Mumbai: Capital markets regulator the Securities and Exchange Board of India (Sebi) has barred Hotel Leelaventure Ltd from selling its assets, including four hotels, to Canadian investment fund Brookfield Asset Management LLC. Leela hotels, in a stock exchange filing on Wednesday, said it had received a letter from Sebi saying that the transaction should be put on hold, pending further directions from the regulator.
The company’s board had sought shareholders’ approval through a postal ballot on 24 April for the sale of its assets to Brookfield for ₹3,950 crore. The assets include hotel properties in Delhi, Bengaluru, Udaipur and Chennai.
Sebi’s letter to Leela hotels was issued on the basis of complaints filed by two minority shareholders—tobacco major ITC Ltd and Life Insurance Corporation of India (LIC). ITC alleged that the Leela-Brookfield deal violated provisions of related-party transactions. LIC’s objections, through the ministry of finance, could not be ascertained immediately.
When contacted, spokespeople for Brookfield and Leela hotels declined to comment, as the matter was sub judice. ITC also declined to comment on queries from Mint.
According to the proposed sale agreement, the promoters and affiliates of Hotel Leela would be entitled to a consideration of ₹300 crore from Brookfield on account of any intellectual property held, apart from certain business expansion services that the promoters have agreed to provide to the investor.

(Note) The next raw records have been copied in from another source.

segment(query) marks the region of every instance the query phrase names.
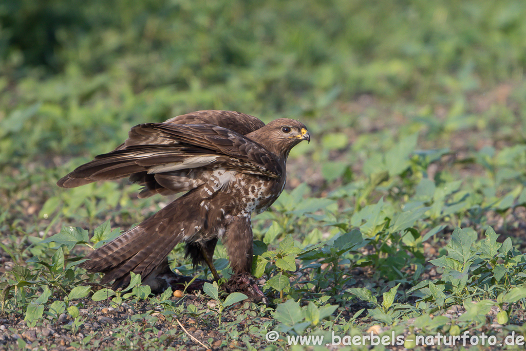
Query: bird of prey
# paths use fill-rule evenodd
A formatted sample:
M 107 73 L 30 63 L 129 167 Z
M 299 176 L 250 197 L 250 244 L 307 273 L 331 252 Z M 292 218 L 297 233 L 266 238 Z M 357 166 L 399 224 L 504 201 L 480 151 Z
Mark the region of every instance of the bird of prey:
M 140 274 L 152 289 L 164 289 L 167 256 L 179 242 L 194 266 L 212 258 L 218 239 L 235 275 L 250 274 L 250 215 L 268 208 L 285 185 L 289 152 L 310 141 L 307 127 L 279 118 L 265 125 L 232 111 L 208 110 L 163 123 L 133 127 L 113 151 L 96 156 L 57 182 L 72 188 L 129 177 L 144 186 L 141 198 L 185 192 L 151 217 L 88 254 L 81 267 L 105 274 L 102 284 L 116 289 Z

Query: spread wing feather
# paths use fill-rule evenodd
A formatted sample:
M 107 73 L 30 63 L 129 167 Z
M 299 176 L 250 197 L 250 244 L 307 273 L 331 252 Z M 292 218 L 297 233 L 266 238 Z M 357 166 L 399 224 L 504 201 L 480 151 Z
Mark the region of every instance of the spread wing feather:
M 96 156 L 57 184 L 73 187 L 130 177 L 132 181 L 146 187 L 140 194 L 145 197 L 193 188 L 202 183 L 200 179 L 206 177 L 206 171 L 213 167 L 272 178 L 282 173 L 276 156 L 259 144 L 213 125 L 140 124 L 132 128 L 123 145 L 125 147 Z M 176 171 L 179 172 L 173 173 Z

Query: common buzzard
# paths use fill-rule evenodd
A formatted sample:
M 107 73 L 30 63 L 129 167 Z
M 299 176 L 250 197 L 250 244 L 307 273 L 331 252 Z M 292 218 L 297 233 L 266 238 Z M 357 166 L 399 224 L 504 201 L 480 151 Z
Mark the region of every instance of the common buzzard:
M 123 144 L 57 185 L 72 188 L 129 177 L 144 186 L 141 198 L 186 193 L 89 253 L 80 266 L 104 273 L 102 283 L 115 280 L 114 288 L 127 284 L 133 272 L 153 289 L 163 290 L 174 283 L 168 255 L 184 242 L 193 265 L 207 263 L 217 279 L 212 257 L 221 239 L 235 275 L 249 275 L 250 215 L 268 208 L 283 191 L 289 152 L 304 140 L 310 136 L 297 121 L 279 118 L 266 125 L 232 111 L 198 111 L 133 127 Z

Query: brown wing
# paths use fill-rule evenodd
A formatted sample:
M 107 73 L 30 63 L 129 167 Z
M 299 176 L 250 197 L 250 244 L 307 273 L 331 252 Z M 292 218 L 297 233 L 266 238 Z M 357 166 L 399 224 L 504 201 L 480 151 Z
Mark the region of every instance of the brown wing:
M 144 145 L 146 144 L 146 145 Z M 206 182 L 203 172 L 222 167 L 278 177 L 275 156 L 230 129 L 207 124 L 147 123 L 129 132 L 125 148 L 95 157 L 58 181 L 63 187 L 130 176 L 145 185 L 141 197 L 187 190 Z
M 260 119 L 235 111 L 204 110 L 187 113 L 170 118 L 165 122 L 173 124 L 213 124 L 245 135 L 265 125 Z
M 170 124 L 212 124 L 229 129 L 242 135 L 257 131 L 265 126 L 265 123 L 254 116 L 235 111 L 214 109 L 196 111 L 181 115 L 170 118 L 164 123 Z M 132 141 L 128 139 L 126 141 L 126 143 L 120 144 L 115 149 L 126 148 L 131 145 L 149 144 L 148 141 L 145 139 L 139 139 L 136 138 L 134 139 L 134 144 L 132 144 Z M 161 144 L 159 141 L 151 143 Z

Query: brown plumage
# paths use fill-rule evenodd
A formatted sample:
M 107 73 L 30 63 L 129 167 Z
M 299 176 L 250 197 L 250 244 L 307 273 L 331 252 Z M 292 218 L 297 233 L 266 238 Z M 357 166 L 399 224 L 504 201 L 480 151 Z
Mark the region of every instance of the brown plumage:
M 151 283 L 178 243 L 186 243 L 194 265 L 209 264 L 220 239 L 235 273 L 250 273 L 250 215 L 281 194 L 289 152 L 302 140 L 310 137 L 298 121 L 280 118 L 265 125 L 231 111 L 199 111 L 133 127 L 123 144 L 57 185 L 70 188 L 129 177 L 144 186 L 140 197 L 186 193 L 89 254 L 81 266 L 105 273 L 103 283 L 115 280 L 115 288 L 129 282 L 130 272 Z

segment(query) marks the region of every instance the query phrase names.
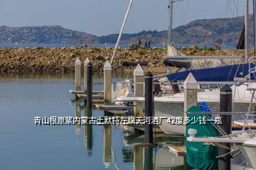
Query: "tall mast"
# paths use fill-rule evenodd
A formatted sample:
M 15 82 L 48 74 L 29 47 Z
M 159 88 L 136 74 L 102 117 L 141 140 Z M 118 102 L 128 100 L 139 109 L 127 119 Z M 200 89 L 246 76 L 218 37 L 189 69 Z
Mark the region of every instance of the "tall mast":
M 253 0 L 253 24 L 254 24 L 254 47 L 255 56 L 256 56 L 256 0 Z M 256 57 L 255 57 L 255 63 L 256 64 Z
M 127 11 L 125 13 L 125 16 L 124 16 L 124 21 L 123 21 L 123 23 L 122 25 L 122 27 L 121 27 L 121 30 L 120 30 L 120 32 L 119 32 L 119 34 L 118 35 L 118 38 L 117 38 L 117 43 L 114 46 L 114 52 L 113 52 L 113 55 L 111 57 L 111 60 L 110 60 L 110 65 L 113 61 L 113 59 L 114 57 L 114 55 L 115 55 L 115 53 L 116 53 L 116 51 L 117 51 L 117 49 L 118 47 L 118 45 L 120 42 L 120 40 L 121 40 L 121 37 L 122 37 L 122 33 L 124 31 L 124 26 L 125 26 L 125 23 L 127 21 L 127 18 L 128 18 L 128 16 L 129 16 L 129 11 L 131 11 L 131 7 L 132 7 L 132 2 L 133 2 L 133 0 L 130 0 L 130 2 L 129 4 L 129 6 L 128 6 L 128 8 L 127 8 Z
M 248 0 L 245 0 L 245 63 L 248 62 Z
M 169 20 L 168 20 L 168 42 L 167 45 L 171 44 L 172 20 L 173 20 L 173 0 L 169 0 Z

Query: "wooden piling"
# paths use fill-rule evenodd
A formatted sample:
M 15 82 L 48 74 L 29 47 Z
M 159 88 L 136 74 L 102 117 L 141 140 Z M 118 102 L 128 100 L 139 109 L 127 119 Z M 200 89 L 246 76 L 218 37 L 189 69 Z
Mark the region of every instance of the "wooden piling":
M 134 94 L 137 97 L 142 97 L 144 94 L 144 71 L 139 64 L 134 71 Z M 143 108 L 139 102 L 134 102 L 134 115 L 143 116 Z
M 108 61 L 104 65 L 104 99 L 105 102 L 111 102 L 111 65 Z
M 92 64 L 89 62 L 87 64 L 87 108 L 88 111 L 92 108 Z
M 197 106 L 197 89 L 198 83 L 193 74 L 189 73 L 184 81 L 184 118 L 186 117 L 186 112 L 190 107 Z M 186 137 L 186 126 L 184 137 Z
M 89 59 L 86 58 L 84 62 L 84 91 L 85 94 L 87 93 L 87 64 L 90 62 Z
M 146 170 L 153 170 L 153 148 L 152 147 L 144 147 L 144 168 Z
M 145 75 L 145 117 L 150 120 L 154 113 L 153 74 L 149 72 Z M 145 144 L 153 144 L 153 124 L 145 123 Z
M 79 58 L 75 62 L 75 91 L 81 90 L 81 61 Z
M 104 152 L 103 163 L 106 167 L 110 166 L 111 163 L 111 125 L 104 125 Z
M 134 145 L 134 170 L 143 169 L 143 147 L 139 144 Z

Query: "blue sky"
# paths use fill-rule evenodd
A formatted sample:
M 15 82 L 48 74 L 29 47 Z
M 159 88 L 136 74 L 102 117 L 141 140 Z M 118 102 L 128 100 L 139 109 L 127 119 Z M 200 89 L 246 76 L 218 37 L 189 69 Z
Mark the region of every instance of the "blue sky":
M 97 35 L 117 33 L 129 2 L 129 0 L 0 0 L 0 25 L 60 25 Z M 168 3 L 169 0 L 134 0 L 124 33 L 166 30 Z M 174 26 L 195 19 L 234 17 L 243 13 L 243 0 L 183 0 L 175 3 Z

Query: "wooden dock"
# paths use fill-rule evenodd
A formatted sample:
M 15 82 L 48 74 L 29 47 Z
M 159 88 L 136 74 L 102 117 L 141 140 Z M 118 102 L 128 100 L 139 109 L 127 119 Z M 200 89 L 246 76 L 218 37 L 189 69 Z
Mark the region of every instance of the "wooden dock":
M 86 98 L 87 94 L 83 91 L 69 90 L 70 94 L 75 94 L 78 98 Z M 97 101 L 102 103 L 104 101 L 104 92 L 103 91 L 92 91 L 92 101 Z
M 95 107 L 97 109 L 104 110 L 105 111 L 107 111 L 114 115 L 124 115 L 125 110 L 133 108 L 133 106 L 127 106 L 124 105 L 95 104 Z

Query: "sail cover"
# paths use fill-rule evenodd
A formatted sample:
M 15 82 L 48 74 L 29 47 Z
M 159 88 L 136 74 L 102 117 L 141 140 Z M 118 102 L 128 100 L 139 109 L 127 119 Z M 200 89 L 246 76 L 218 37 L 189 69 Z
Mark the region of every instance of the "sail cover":
M 255 64 L 250 64 L 250 68 L 253 67 L 255 67 Z M 249 64 L 233 64 L 214 68 L 187 70 L 168 74 L 166 77 L 170 81 L 184 81 L 189 73 L 192 73 L 198 81 L 234 81 L 235 77 L 245 77 L 248 75 Z
M 177 60 L 169 60 L 169 62 L 165 62 L 164 64 L 166 66 L 179 67 L 180 64 L 174 64 L 175 62 L 183 62 L 188 65 L 190 63 L 190 65 L 193 69 L 206 69 L 215 67 L 221 67 L 229 64 L 238 64 L 240 62 L 240 60 L 233 59 L 233 60 L 213 60 L 213 59 L 201 59 L 201 60 L 193 60 L 191 57 L 191 60 L 179 60 L 178 56 L 186 56 L 184 54 L 181 52 L 179 50 L 175 48 L 174 45 L 169 45 L 167 47 L 167 55 L 168 56 L 177 56 Z M 168 63 L 169 64 L 168 64 Z M 177 62 L 176 62 L 177 64 Z M 186 68 L 186 67 L 185 67 Z

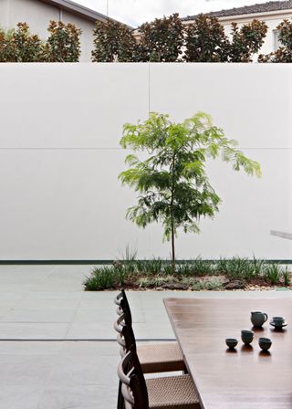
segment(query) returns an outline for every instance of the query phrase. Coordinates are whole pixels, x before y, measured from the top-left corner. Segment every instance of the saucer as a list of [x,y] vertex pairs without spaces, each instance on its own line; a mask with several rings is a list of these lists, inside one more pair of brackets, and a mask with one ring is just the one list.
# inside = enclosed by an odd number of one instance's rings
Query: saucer
[[270,321],[270,325],[272,325],[272,327],[275,327],[275,328],[283,328],[283,327],[287,327],[288,324],[287,324],[287,322],[285,322],[285,321],[282,324],[276,324],[276,322]]

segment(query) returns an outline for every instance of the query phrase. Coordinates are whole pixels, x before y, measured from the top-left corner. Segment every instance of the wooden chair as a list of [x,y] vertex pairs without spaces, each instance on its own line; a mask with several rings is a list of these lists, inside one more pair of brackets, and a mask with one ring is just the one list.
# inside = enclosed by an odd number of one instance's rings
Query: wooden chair
[[188,374],[144,378],[134,348],[121,359],[118,367],[123,409],[199,409],[193,383]]
[[[132,330],[132,318],[125,291],[122,289],[114,299],[117,305],[117,313],[119,317],[122,313],[123,319],[115,322],[114,327],[120,335],[121,330],[119,329],[120,322],[125,321],[129,328],[131,328],[131,344],[135,347],[141,366],[144,373],[164,372],[182,371],[186,372],[182,351],[177,342],[162,342],[149,345],[136,345],[135,335]],[[122,340],[118,335],[118,341],[121,345]]]

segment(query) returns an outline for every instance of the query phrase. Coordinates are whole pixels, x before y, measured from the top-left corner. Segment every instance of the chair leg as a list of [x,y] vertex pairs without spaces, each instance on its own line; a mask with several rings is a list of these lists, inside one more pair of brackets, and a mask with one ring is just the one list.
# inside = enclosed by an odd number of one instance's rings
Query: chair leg
[[124,398],[121,393],[121,382],[119,381],[117,409],[124,409]]

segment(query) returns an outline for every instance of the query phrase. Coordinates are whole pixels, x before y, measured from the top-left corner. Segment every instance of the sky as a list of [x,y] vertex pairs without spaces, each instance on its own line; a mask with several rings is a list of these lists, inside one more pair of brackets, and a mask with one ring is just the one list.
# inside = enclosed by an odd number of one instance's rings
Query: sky
[[134,27],[155,17],[179,13],[181,17],[208,11],[266,3],[267,0],[74,0]]

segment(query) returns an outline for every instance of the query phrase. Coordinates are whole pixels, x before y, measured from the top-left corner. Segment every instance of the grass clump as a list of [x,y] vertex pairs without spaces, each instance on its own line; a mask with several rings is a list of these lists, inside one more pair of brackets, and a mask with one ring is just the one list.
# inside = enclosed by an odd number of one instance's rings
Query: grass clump
[[278,263],[236,257],[217,261],[203,260],[201,257],[181,261],[176,264],[173,274],[170,260],[137,260],[136,253],[128,251],[124,259],[114,261],[111,266],[94,267],[84,281],[84,288],[87,291],[116,289],[120,287],[200,291],[220,290],[224,286],[233,289],[235,281],[242,282],[243,288],[247,284],[288,287],[291,285],[291,273],[287,267],[284,268]]

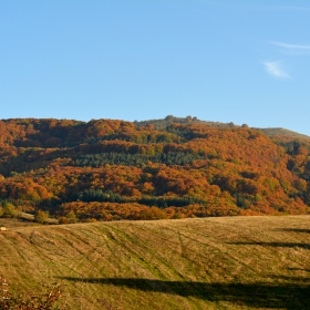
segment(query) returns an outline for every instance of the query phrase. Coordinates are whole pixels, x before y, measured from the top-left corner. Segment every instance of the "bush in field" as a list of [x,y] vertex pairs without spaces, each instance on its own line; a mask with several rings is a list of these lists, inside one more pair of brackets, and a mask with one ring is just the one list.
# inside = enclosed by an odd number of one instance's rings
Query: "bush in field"
[[55,283],[46,289],[25,294],[12,292],[9,283],[0,277],[0,310],[61,310],[61,287]]
[[2,217],[17,217],[18,210],[16,209],[14,205],[11,203],[6,203],[2,207],[2,215],[0,210],[0,216]]
[[42,211],[38,210],[34,215],[34,220],[40,224],[44,224],[49,220],[49,213],[48,211]]

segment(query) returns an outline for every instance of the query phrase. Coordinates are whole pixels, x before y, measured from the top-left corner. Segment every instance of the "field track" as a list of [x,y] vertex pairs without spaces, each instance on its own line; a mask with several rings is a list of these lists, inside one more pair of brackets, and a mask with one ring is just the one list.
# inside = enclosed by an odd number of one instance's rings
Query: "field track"
[[9,226],[0,275],[69,309],[310,309],[310,216]]

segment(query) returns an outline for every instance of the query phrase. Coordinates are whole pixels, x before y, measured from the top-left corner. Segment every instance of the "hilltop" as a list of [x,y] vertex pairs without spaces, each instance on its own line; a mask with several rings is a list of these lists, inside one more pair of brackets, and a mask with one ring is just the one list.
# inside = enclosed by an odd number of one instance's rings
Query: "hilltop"
[[0,216],[40,210],[76,223],[309,214],[309,137],[287,130],[190,116],[2,120]]
[[65,309],[308,309],[309,216],[10,228],[0,276]]

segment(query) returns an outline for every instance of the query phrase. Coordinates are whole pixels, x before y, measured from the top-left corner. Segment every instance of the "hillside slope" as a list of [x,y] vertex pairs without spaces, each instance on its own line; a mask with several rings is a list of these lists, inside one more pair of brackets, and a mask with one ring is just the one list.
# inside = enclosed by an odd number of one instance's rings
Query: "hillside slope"
[[10,228],[0,275],[60,281],[69,309],[309,309],[310,217]]
[[310,213],[309,140],[162,121],[0,121],[1,206],[61,223]]

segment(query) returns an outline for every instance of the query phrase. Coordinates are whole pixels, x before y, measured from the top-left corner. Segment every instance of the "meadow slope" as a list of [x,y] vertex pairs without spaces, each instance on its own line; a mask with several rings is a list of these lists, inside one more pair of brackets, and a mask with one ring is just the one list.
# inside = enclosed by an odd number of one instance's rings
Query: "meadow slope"
[[63,285],[69,309],[310,309],[310,216],[10,227],[12,288]]

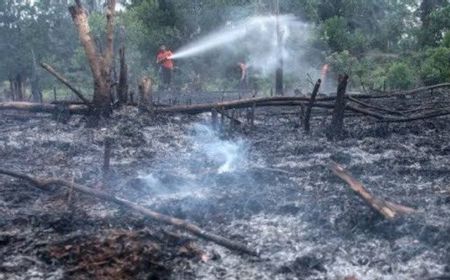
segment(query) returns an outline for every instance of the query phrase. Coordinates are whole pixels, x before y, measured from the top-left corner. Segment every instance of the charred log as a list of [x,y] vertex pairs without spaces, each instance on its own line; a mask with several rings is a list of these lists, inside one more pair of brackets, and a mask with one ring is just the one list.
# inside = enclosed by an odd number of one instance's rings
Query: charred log
[[355,191],[355,193],[359,197],[361,197],[370,207],[383,215],[386,219],[392,220],[399,215],[409,214],[415,211],[415,209],[413,208],[388,202],[374,196],[363,186],[361,182],[353,178],[347,170],[345,170],[342,166],[335,162],[332,162],[330,164],[330,169],[339,178],[344,180],[349,185],[349,187],[353,191]]
[[[18,110],[36,113],[55,113],[60,109],[59,104],[32,103],[32,102],[2,102],[0,110]],[[89,108],[85,105],[62,105],[70,114],[86,114]]]
[[119,97],[119,104],[126,104],[128,102],[128,66],[125,60],[125,47],[119,50],[120,57],[120,73],[119,85],[117,86],[117,95]]
[[8,175],[14,178],[25,180],[34,186],[41,188],[41,189],[50,189],[50,186],[63,186],[69,189],[73,189],[75,191],[94,196],[96,198],[99,198],[104,201],[115,203],[119,206],[122,206],[124,208],[127,208],[129,210],[132,210],[134,212],[138,212],[146,217],[149,217],[153,220],[156,220],[158,222],[162,222],[165,224],[169,224],[172,226],[175,226],[177,228],[186,230],[192,234],[194,234],[197,237],[212,241],[216,244],[219,244],[221,246],[224,246],[225,248],[228,248],[230,250],[235,250],[241,253],[249,254],[252,256],[257,256],[258,253],[247,248],[244,244],[229,240],[227,238],[224,238],[222,236],[207,232],[203,230],[202,228],[189,223],[185,220],[178,219],[175,217],[171,217],[168,215],[164,215],[158,212],[155,212],[153,210],[150,210],[148,208],[142,207],[140,205],[137,205],[135,203],[132,203],[131,201],[125,200],[123,198],[119,198],[113,195],[110,195],[108,193],[89,188],[83,185],[76,184],[74,182],[58,179],[58,178],[37,178],[33,176],[29,176],[27,174],[18,173],[10,170],[4,170],[0,169],[0,174]]
[[76,89],[63,75],[59,74],[55,69],[53,69],[53,67],[51,67],[47,63],[43,63],[43,62],[41,63],[41,67],[44,68],[45,70],[47,70],[47,72],[52,74],[56,79],[58,79],[58,81],[63,83],[73,93],[75,93],[75,95],[78,96],[78,98],[80,98],[84,104],[86,104],[87,106],[91,105],[89,100],[87,100],[87,98],[84,97],[83,93],[81,93],[80,90]]
[[311,119],[311,111],[312,111],[314,102],[316,101],[317,93],[319,93],[321,83],[322,83],[322,80],[318,79],[314,86],[313,92],[311,94],[311,99],[306,108],[306,112],[305,112],[305,131],[306,131],[306,133],[309,133],[309,130],[310,130],[309,120]]
[[342,137],[344,129],[345,112],[345,91],[347,89],[348,75],[341,76],[337,89],[336,101],[334,104],[333,118],[329,127],[328,139]]

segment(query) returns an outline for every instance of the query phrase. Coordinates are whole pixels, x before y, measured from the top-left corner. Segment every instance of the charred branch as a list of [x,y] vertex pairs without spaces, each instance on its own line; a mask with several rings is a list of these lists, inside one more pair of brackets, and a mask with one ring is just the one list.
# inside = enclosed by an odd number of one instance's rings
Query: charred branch
[[363,186],[361,182],[353,178],[352,175],[350,175],[350,173],[339,164],[332,162],[329,168],[336,176],[344,180],[349,185],[349,187],[353,191],[355,191],[355,193],[359,197],[361,197],[370,207],[383,215],[386,219],[392,220],[399,215],[409,214],[415,211],[415,209],[413,208],[388,202],[374,196]]
[[0,169],[0,174],[4,174],[7,176],[25,180],[41,189],[49,189],[50,186],[63,186],[63,187],[69,188],[69,189],[73,189],[75,191],[78,191],[78,192],[81,192],[81,193],[84,193],[84,194],[87,194],[90,196],[94,196],[94,197],[99,198],[104,201],[113,202],[119,206],[122,206],[129,210],[133,210],[134,212],[138,212],[138,213],[140,213],[146,217],[149,217],[153,220],[156,220],[158,222],[162,222],[162,223],[169,224],[169,225],[175,226],[177,228],[186,230],[197,237],[212,241],[212,242],[219,244],[230,250],[238,251],[238,252],[249,254],[252,256],[258,255],[257,252],[247,248],[244,244],[241,244],[241,243],[229,240],[227,238],[224,238],[222,236],[207,232],[207,231],[203,230],[202,228],[200,228],[192,223],[189,223],[185,220],[155,212],[153,210],[150,210],[148,208],[137,205],[126,199],[119,198],[119,197],[110,195],[108,193],[105,193],[105,192],[102,192],[102,191],[99,191],[99,190],[96,190],[93,188],[89,188],[89,187],[86,187],[83,185],[79,185],[74,182],[62,180],[59,178],[37,178],[37,177],[29,176],[27,174],[14,172],[14,171],[10,171],[10,170],[4,170],[4,169]]
[[76,94],[76,96],[78,96],[83,102],[84,104],[91,106],[91,103],[89,102],[89,100],[87,100],[86,97],[84,97],[84,95],[81,93],[80,90],[76,89],[63,75],[59,74],[58,72],[56,72],[55,69],[53,69],[53,67],[51,67],[50,65],[48,65],[47,63],[41,63],[41,67],[44,68],[45,70],[47,70],[47,72],[49,72],[50,74],[52,74],[56,79],[58,79],[58,81],[60,81],[61,83],[63,83],[66,87],[68,87],[73,93]]
[[309,120],[311,119],[311,111],[312,111],[314,102],[316,101],[317,93],[319,93],[321,83],[322,83],[322,80],[318,79],[316,84],[314,85],[314,89],[311,94],[311,99],[309,100],[308,106],[306,108],[306,112],[305,112],[305,131],[306,131],[306,133],[309,133],[309,130],[310,130]]
[[0,110],[55,113],[58,112],[61,106],[64,106],[64,109],[67,110],[70,114],[86,114],[89,112],[89,108],[85,105],[56,105],[32,102],[2,102],[0,103]]
[[340,138],[344,129],[345,91],[347,90],[348,75],[341,76],[334,103],[333,118],[329,127],[329,139]]

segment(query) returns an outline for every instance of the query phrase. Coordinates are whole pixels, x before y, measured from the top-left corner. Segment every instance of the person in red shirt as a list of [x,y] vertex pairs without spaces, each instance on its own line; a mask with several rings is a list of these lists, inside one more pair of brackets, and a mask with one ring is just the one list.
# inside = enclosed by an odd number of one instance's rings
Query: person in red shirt
[[173,53],[162,45],[156,55],[156,63],[160,65],[161,78],[164,88],[169,88],[172,82],[173,60],[171,59]]

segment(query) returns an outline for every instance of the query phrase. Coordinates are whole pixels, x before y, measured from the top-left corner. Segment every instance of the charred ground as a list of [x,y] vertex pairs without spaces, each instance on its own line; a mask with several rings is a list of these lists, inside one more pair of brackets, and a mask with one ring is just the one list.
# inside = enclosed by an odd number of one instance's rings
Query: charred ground
[[[2,279],[431,279],[450,274],[448,119],[405,124],[347,118],[328,142],[299,117],[258,109],[254,128],[227,124],[242,141],[232,172],[196,152],[189,135],[208,115],[150,118],[124,109],[86,128],[3,112],[2,167],[100,188],[245,242],[261,258],[192,239],[115,205],[0,177]],[[112,137],[108,184],[103,142]],[[381,197],[418,212],[385,221],[327,169],[333,159]],[[151,180],[148,181],[148,175]],[[152,184],[152,182],[154,184]],[[440,278],[444,279],[444,278]]]

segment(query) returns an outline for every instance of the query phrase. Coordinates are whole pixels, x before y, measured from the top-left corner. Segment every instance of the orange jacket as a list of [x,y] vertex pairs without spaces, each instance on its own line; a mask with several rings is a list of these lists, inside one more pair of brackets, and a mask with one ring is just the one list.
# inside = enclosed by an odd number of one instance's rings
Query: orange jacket
[[160,51],[156,56],[156,62],[161,64],[164,68],[173,69],[173,61],[170,59],[171,56],[172,52],[169,50]]

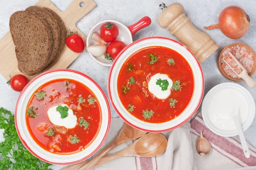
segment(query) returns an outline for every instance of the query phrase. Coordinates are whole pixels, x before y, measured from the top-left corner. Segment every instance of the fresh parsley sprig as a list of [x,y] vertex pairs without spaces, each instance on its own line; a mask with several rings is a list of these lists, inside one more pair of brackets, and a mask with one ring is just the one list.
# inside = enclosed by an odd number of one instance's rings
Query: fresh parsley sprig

ITC alleged that the company had listed the transaction as an ordinary resolution, but it should be a special resolution, considering that Brookfield would become a related party after the transaction was completed.
“While Sebi is examining the representations in view of paucity of time and interest of investors in securities, you are advised that none of the transactions proposed in the PBN (post ballot notice) of 18 March are acted upon till further directions from Sebi," the markets regulator said in its letter to Hotel Leela.
The Leela-Brookfield deal is one of the few cases where Sebi has intervened on the basis of pleas by minority shareholders.
“Sebi may have seen merit in the complaints. It does not act on every complaint by minority shareholders as they may not necessarily be contravening provisions of the Sebi Act," said J.N. Gupta, managing director of Stakeholders Empowerment Services (SES), a proxy advisory firm. “In this case, Brookfield does not have regulatory approval, but just a shareholder nod. If, at a later stage, Sebi finds merit in the complaint, then it would be difficult to reverse the transaction."
SES had released a report on Tuesday advising public shareholders to vote against the Leela-Brookfield deal due to the lack of a valuation report and parallel transactions between buyer and promoters.
To be sure, even if Sebi rules there is a need for a special resolution, the transaction may still go through, given that JM Financial ARC, which holds a 26% stake in Leela, is expected to vote in favour of the asset sale.
To counter this, ITC, which has a 7.92% stake in Leela, has also approached the National Company Law Tribunal (NCLT) alleging oppression and mismanagement by Leela and its lender, JM Financial. ITC has argued that the deal is not in the interest of shareholders and has sought exemption from the 10% threshold limit for filing such a petition. NCLT heard the matter on Wednesday and posted it for 18 June.
The Mumbai bench of NCLT, comprising V.P. Singh and Ravikumar Duraisamy, issued notices to JM Financial and Leela and asked them to reply within three weeks and file rejoinders within two weeks thereafter.
The petitioners have been asked to approach NCLT if anything changes in terms of the Sebi relief or the company proceeds with the transaction.
“The charges of oppression and mismanagement are being levelled as the transaction creates a preference in favour of the promoters and lenders JM Financial ARC, as opposed to other shareholders of Leela. The deal is not in the interest of the other shareholders of Leela," a lawyer familiar with the matter said on condition of anonymity.
According to the petition before NCLT, the equity shareholding of Leela has made it impossible for any special resolution to be passed without the nod of JM Financial ARC.
In June 2014, Leela’s lenders had assigned about ₹4,150 crore of debt to asset reconstruction companies and about 95.6% of the debt was assigned to JM Financial, while 1% was assigned to Phoenix ARC.
In September 2017, JM Financial acquired 26% of the share capital of Leela by converting a part of its loan amounting to about ₹275 crore.
“With such acquisition of 26% equity shareholding, JM Financial gained significant influence over Leelaventure with no special resolution being capable of being passed without the consent of JM Financial. It is this conversion that resulted in ITC’s shareholding coming down from 11.78%," the petition said.
Darius J. Khambatta, the counsel for ITC, said the company was also seeking details of the Leela-Brookfield deal and the valuation report.
“But the company is not cooperating," he added.